W porównaniu z 2009 r., w ub. roku ubyło eksporterów, ale po trzech latach tendencji spadkowej, 2010 rok przyniósł wzrost dynamiki sprzedaży na eksport. Przychody z eksportu sektora przedsiębiorstw wzrosły w ujęciu realnym o 12,1 proc. Tendencja utrzymała się mimo ubiegłorocznego wzrostu, w porównaniu z 2009 r., wartości złotego wobec głównych walut.

Ceną poprawy sytuacji finansowej były niższe niż w 2009 r. nakłady inwestycyjne, co pozwoliło na zwiększenie płynności i w efekcie niewielkie obniżenie zadłużenia. Zwiększyły się jedynie nakłady na środki transportu – zwracają uwagę autorzy raportu. Lepsza koniunktura pociągnęła za sobą stosunkowo nieznaczne zwiększenie zatrudnienia.

Sytuacja w sektorze przedsiębiorstw pozostawała bardzo zróżnicowana w podziale na klasy wielkości, w przekroju branżowym oraz ze względu na sprzedaż na eksport.

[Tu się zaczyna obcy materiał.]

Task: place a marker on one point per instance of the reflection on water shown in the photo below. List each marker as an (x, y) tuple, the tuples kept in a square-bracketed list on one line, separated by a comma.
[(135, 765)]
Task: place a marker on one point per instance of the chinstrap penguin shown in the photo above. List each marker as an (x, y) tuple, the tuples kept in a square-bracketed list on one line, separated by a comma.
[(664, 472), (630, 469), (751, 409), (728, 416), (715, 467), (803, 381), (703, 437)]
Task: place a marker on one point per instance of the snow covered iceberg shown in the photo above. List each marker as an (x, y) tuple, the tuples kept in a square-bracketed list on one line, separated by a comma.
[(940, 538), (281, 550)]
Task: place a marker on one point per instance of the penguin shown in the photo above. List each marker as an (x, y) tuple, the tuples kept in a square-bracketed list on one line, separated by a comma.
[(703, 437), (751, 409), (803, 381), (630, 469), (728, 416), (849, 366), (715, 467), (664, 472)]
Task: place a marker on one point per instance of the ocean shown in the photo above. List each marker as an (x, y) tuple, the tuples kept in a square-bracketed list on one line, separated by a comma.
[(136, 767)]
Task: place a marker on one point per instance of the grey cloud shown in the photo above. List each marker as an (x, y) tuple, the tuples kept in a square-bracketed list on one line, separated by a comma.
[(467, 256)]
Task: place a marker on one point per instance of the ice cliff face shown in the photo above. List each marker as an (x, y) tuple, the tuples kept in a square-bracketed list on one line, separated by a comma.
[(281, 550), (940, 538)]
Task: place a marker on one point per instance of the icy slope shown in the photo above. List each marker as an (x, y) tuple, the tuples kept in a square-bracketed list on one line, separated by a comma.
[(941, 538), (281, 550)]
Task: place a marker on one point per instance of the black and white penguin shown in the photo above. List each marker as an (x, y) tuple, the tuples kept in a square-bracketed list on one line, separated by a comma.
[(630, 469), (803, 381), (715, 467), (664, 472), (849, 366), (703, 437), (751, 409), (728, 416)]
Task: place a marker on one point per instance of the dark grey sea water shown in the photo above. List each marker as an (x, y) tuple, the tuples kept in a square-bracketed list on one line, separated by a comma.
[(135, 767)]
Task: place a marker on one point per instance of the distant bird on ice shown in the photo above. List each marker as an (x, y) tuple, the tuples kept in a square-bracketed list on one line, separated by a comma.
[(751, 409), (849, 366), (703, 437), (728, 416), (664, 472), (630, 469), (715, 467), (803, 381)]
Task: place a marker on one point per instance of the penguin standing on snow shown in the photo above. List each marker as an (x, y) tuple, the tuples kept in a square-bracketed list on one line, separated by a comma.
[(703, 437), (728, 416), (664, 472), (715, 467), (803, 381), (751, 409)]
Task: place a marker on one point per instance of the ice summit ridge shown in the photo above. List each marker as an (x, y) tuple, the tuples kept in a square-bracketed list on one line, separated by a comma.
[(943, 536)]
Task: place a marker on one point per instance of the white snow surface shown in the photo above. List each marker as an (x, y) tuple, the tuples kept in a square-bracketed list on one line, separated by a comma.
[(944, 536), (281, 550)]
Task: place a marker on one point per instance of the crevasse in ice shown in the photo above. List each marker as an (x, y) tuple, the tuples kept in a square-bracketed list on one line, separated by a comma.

Podziały zarysowały się zwłaszcza między szybko rozwijającą się grupą dużych i bardzo dużych firm, a pozostającym w wyraźnie gorszej kondycji sektorem MSP. Można też mówić o wyraźnej poprawie w przemyśle, niewielkiej w handlu i transporcie oraz o pogorszeniu kondycji w budownictwie i w niektórych branżach usługowych.